I don’t think I’ve ever seen a warm up get such an introduction in a National League game before, and more than that, we quickly realised that we were sitting right in the belly of the beast, surrounded by fans who were 100% behind their team.

The first half was a hard watch, as groans of “It’s Killarney all over again”, were whispered among us in red and white, while the hands of Orchard county fans were red raw from passionately and repeatedly clapping their team’s glorious performance.

Tyrone literally couldn’t string a handful of passes together, numerous shots were dropped short, and Armagh were just so devastating with their kick passing, work rate and sheer insatiable hunger for goals.

The second half got off to a better start for the champions, and for the well-being of my programme which had now been crumpled and conditioned into some form of frustration stick, that I would bat off my knee every time we lost possession.

Padraig Hampsey was leading the charge, scoring a brilliant point, and was now marking Rian O’Neill, getting out in front of the seemingly unstoppable talisman on three occasions, to give us something to roar about.

Soon the deficit was halved, reduced from 10 points to five, and the six minutes of injury time that were announced on the tannoy, sparked an Armagh man behind me to say a sentence that allowed me to crack a smile for the first time in the whole game… “I am absolutely s**ting myself!”

And then… it happened.

Cathal McShane was forced over the line, resulting in an Armagh kick out, a precious opportunity to run the clock, keep the ball, and hang on to this now precarious lead.

A small scrap broke out, the ones you see all the time at games, and you could almost hear the slap of eyelids as the crowd collectively rolled their eyes, and a sense of ‘come on, just get on with the game’ was very much the shared feeling.

Then, you could see separate scuffles starting to accumulate, corner backs were sprinting up to get involved, there was about three or four wrestling duels taking place, until they eventually all merged into one.

When it finally calmed down, the referee, David Gough, took his sweet time in dealing with it, again leaving impatient fans, carrying bundles of nerves telling him to just “do whatever it is you’re going to do already.”

And boom, the red card is flashed, instantly met with boos, as Armagh’s Greg McCabe was given his marching orders.

One fan stood up and shouted “Was he fighting with himself ref?” – an argument which may be used against him in just a few moments.

What happened next, from the perspective of a Tyrone fan, was like something from a spy movie, when the skilled agent points his gun and pulls the trigger repeatedly, accurately and in multiple directions.

It was as though you could hear the bang as Gough raised his red card, then the noise of the glock being reloaded as his arm came down, only to fire it up again three more times.

A second of shock swept the arena, before the most ironic cheers you will ever hear started to echo throughout the place.

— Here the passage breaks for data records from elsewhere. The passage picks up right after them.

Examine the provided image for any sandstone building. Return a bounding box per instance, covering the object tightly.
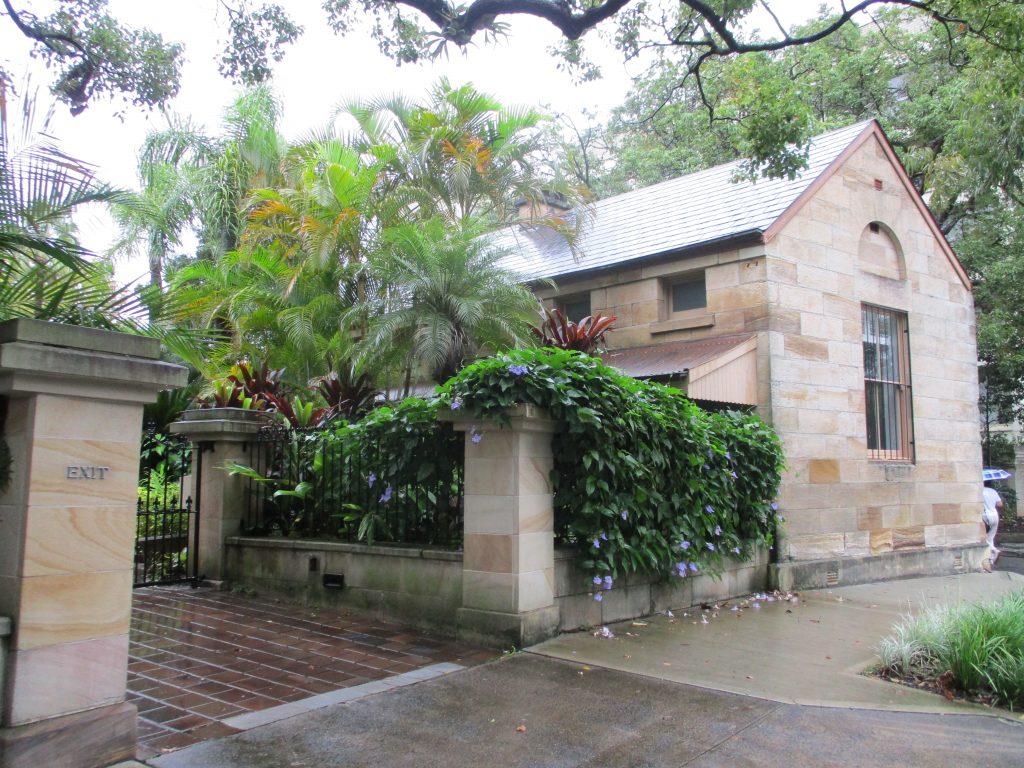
[498,121,983,587]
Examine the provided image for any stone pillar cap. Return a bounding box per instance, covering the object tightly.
[0,318,187,402]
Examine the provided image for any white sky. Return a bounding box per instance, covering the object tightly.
[0,0,819,282]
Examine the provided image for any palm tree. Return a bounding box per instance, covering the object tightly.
[0,80,139,328]
[112,86,285,292]
[362,217,538,389]
[337,79,589,237]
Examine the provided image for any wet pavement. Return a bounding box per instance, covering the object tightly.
[128,587,495,759]
[142,572,1024,768]
[152,653,1024,768]
[530,573,1024,714]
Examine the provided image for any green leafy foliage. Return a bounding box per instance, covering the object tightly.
[225,397,463,545]
[440,349,782,586]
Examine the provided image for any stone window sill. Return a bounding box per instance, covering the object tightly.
[650,314,715,334]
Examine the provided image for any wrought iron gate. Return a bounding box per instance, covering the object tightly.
[134,430,199,587]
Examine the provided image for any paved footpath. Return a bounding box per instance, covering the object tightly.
[144,573,1024,768]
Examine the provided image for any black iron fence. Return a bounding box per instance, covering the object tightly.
[134,431,199,587]
[234,424,463,547]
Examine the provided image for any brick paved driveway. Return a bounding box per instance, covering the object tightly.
[128,587,496,759]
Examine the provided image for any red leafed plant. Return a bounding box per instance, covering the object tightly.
[227,360,285,399]
[311,365,378,419]
[530,308,618,354]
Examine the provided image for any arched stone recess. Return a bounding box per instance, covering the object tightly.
[857,221,906,281]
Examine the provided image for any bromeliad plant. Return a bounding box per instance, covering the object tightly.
[530,308,618,354]
[440,349,782,600]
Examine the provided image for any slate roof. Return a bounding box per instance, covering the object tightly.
[493,121,872,281]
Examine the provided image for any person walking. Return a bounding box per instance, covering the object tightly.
[981,480,1002,565]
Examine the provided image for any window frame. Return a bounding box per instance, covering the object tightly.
[664,269,708,319]
[860,303,914,464]
[555,291,594,323]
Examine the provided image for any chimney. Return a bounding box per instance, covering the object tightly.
[515,189,572,222]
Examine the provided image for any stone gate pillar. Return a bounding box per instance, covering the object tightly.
[445,406,558,647]
[1014,445,1024,517]
[0,319,186,768]
[171,408,269,582]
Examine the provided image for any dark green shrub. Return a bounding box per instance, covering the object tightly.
[440,349,782,596]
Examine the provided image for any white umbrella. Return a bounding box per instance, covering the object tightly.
[981,469,1011,481]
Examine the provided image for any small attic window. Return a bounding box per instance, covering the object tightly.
[558,293,591,323]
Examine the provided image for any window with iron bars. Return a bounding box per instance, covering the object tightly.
[861,304,913,462]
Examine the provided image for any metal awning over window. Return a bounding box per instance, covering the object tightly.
[601,334,758,406]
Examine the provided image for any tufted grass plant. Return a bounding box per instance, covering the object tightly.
[879,590,1024,710]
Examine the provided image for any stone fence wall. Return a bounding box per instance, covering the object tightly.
[174,406,768,647]
[225,537,768,636]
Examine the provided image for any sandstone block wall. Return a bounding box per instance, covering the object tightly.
[767,138,982,560]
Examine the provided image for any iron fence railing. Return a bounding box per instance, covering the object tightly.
[133,431,199,587]
[242,424,463,547]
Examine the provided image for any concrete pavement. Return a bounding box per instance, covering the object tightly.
[530,572,1024,716]
[150,573,1024,768]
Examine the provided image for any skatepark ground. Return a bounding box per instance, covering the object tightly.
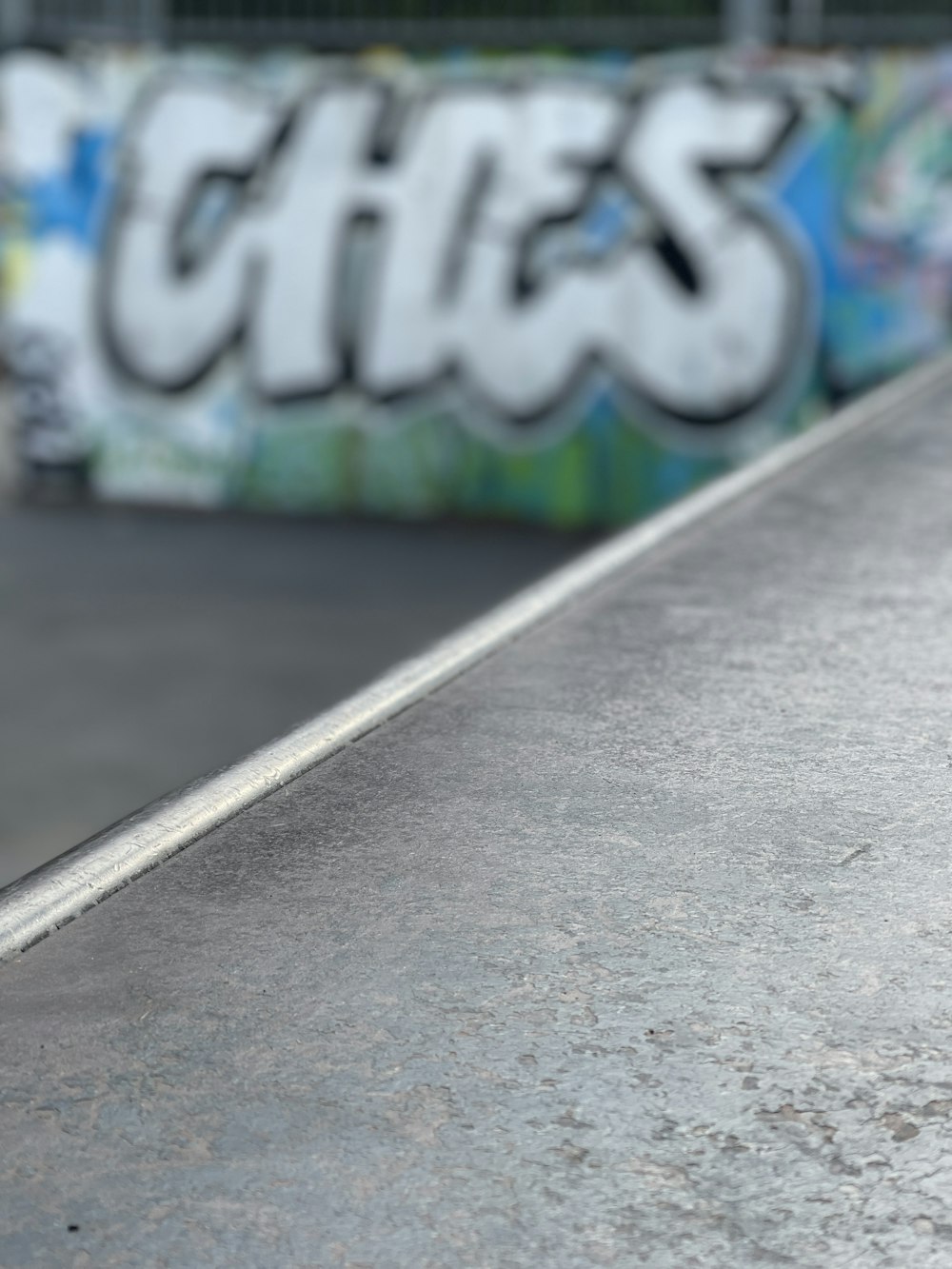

“Cheerio, cheerio, cheerio.”

Unsurprisingly, Armagh came out on top, kicking another point to bring their lead to six, and the whistle finally put me out of misery, but not before having to endure a rapturous standing ovation from the Orange faithful.

In summary, it was a thrilling game to watch, the atmosphere was electric and the rivalry among fans was the perfect blend of banter and passion.

The melee that everyone is so obsessed with is boring to talk about really, if headlocks are going to be treated as red card offences then so be it, there just needs to be consistency throughout the whole game on this stance, and probably one or more of the match winners should have seen red on the balance of things.

Highlight of the day however, is when an Armagh steward overheard my fiancé and fellow Tyronian, sigh about how the shop doesn’t take debit cards, because she wanted to buy soup to help battle the cold weather, and he insisted on giving her a fiver to do so.

So all in all, it was still a pretty good day.